Vijay Kumar Choudhary took oath as Bihar’s Deputy Chief Minister on Wednesday, a day after Nitish Kumar stepped down as Chief Minister.
Choudhary, 68, has been around Bihar politics for over four decades. He began in the 1980s, leaving a job at the State Bank of India to enter public life. His early years were with the Congress, where he rose to become an MLA and later legislature party leader before switching to JD(U) as equations in the state changed.
Since 2005, he has held on to Sarairanjan in Samastipur, election after election. Not flashy, not particularly loud, but steady. His 2025 affidavit shows assets of ₹3.2 crore, no liabilities, an annual income of ₹10.9 lakh, and no criminal cases.
A steady hand, not a headline name
A postgraduate by qualification, Choudhary has largely stayed away from high-decibel politics. Inside JD(U), he is seen as reliable, someone who can be trusted with both government work and party matters.
He has handled a range of ministries over the years, such as Finance, Education, Water Resources, Parliamentary Affairs, among others. None of those tenures made big headlines, but they kept him relevant within the system.
He is also counted among the party’s key Bhumihar faces, something that carries weight in Bihar’s social and political arithmetic.
Speaker years and the test of patience
Between 2015 and 2020, he served as Speaker of the Bihar Legislative Assembly, which was not the easiest job in those years.
The House saw frequent disruptions and sharp exchanges. Choudhary’s role, more often than not, was to keep things from slipping completely out of control. He let debates run, even when noisy, but ensured proceedings didn’t collapse.

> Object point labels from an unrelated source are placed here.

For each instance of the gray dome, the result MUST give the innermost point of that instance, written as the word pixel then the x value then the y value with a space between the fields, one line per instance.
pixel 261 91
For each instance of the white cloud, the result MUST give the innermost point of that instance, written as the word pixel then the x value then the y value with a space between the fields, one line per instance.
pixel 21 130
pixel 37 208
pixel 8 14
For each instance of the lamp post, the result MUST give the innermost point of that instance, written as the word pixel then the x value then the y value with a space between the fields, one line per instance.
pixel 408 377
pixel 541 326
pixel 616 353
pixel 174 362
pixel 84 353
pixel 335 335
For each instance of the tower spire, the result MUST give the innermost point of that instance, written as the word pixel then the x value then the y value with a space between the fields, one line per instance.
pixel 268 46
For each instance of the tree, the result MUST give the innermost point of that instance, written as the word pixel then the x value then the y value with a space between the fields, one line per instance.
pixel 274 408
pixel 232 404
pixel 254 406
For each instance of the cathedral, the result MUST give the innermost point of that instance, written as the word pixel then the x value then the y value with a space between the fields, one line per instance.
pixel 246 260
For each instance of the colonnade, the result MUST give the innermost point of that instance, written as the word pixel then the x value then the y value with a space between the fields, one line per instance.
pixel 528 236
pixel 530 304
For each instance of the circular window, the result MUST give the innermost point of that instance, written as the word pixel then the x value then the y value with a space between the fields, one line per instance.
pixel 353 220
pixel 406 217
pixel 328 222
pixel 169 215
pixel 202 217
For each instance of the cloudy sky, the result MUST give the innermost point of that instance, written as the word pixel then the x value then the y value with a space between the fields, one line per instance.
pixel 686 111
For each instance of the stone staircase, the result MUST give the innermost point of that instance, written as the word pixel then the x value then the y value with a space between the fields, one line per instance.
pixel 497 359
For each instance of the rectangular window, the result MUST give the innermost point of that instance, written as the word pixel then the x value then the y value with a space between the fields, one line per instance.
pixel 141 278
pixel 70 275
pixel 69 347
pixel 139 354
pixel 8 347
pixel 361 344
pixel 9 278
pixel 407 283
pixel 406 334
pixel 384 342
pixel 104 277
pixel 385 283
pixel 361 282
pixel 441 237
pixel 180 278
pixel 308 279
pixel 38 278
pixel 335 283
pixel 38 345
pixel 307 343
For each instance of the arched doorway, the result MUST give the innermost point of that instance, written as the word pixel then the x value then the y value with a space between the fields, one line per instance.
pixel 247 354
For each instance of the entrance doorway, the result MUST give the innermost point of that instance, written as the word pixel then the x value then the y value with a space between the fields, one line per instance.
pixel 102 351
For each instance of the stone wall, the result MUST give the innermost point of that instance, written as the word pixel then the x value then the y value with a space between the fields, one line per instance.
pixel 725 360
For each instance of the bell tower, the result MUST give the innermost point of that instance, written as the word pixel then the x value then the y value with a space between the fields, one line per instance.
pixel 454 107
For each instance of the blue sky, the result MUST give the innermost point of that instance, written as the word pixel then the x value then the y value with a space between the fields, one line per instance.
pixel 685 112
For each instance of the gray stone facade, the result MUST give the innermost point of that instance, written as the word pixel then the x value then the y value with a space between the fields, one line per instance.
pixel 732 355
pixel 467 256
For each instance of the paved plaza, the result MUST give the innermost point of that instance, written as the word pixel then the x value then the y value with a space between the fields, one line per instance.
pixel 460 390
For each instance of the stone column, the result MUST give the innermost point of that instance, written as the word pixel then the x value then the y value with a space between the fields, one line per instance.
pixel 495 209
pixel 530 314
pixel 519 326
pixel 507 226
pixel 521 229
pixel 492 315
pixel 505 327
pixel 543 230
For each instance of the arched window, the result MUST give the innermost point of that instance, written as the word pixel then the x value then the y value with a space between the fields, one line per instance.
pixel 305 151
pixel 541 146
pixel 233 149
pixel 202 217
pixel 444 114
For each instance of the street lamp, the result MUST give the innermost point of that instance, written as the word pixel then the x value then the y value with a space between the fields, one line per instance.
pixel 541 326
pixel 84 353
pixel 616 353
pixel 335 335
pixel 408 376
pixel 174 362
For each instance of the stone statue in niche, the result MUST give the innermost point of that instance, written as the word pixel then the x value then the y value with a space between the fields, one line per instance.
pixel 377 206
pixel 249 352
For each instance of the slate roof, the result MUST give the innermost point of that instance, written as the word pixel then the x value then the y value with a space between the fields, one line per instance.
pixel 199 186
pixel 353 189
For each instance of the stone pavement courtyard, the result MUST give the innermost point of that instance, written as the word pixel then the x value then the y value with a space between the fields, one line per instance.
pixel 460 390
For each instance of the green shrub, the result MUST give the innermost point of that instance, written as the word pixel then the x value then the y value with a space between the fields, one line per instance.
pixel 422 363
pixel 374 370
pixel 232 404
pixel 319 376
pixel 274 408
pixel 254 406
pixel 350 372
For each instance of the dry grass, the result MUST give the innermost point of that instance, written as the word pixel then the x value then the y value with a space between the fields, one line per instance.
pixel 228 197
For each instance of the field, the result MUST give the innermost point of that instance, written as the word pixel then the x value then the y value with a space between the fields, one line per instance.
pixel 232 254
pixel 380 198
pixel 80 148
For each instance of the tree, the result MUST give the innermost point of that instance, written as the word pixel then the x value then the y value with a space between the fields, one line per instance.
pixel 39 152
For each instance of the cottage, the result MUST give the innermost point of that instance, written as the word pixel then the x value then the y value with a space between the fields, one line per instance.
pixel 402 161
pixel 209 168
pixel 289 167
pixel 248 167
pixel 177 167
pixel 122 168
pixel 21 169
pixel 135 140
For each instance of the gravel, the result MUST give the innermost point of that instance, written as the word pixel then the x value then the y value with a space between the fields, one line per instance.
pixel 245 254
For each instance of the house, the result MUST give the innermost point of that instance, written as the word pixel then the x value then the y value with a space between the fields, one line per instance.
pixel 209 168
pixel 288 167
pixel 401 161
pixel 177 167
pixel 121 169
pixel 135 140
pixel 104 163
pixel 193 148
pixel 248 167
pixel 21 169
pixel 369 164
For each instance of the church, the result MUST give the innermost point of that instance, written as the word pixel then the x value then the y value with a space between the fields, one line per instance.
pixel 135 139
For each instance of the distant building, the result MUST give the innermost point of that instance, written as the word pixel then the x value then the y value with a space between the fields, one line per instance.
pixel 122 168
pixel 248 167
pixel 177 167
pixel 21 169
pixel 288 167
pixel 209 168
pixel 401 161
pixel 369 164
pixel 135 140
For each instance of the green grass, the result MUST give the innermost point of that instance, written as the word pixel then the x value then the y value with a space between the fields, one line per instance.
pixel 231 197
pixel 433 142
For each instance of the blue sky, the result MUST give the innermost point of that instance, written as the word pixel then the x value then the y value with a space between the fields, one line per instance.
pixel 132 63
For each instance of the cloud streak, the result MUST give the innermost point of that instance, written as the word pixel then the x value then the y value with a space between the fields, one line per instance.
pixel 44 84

It wasn’t always smooth, but it held.
Around when things started shifting
In April 2026, when things began moving quickly, and Nitish Kumar stepped down, Choudhary was among those putting the party’s position across and helping manage the shift.
He has been part of Nitish Kumar’s inner circle for years and has stayed through multiple political turns.
There’s also the social angle. Choudhary’s presence reinforces JD(U)’s outreach among Bhumihar voters.
For someone who left a bank job in the 1980s to enter politics, the rise hasn’t been dramatic. It’s been slow, steady, and largely without noise. For now, it has taken him to the Deputy Chief Minister’s chair.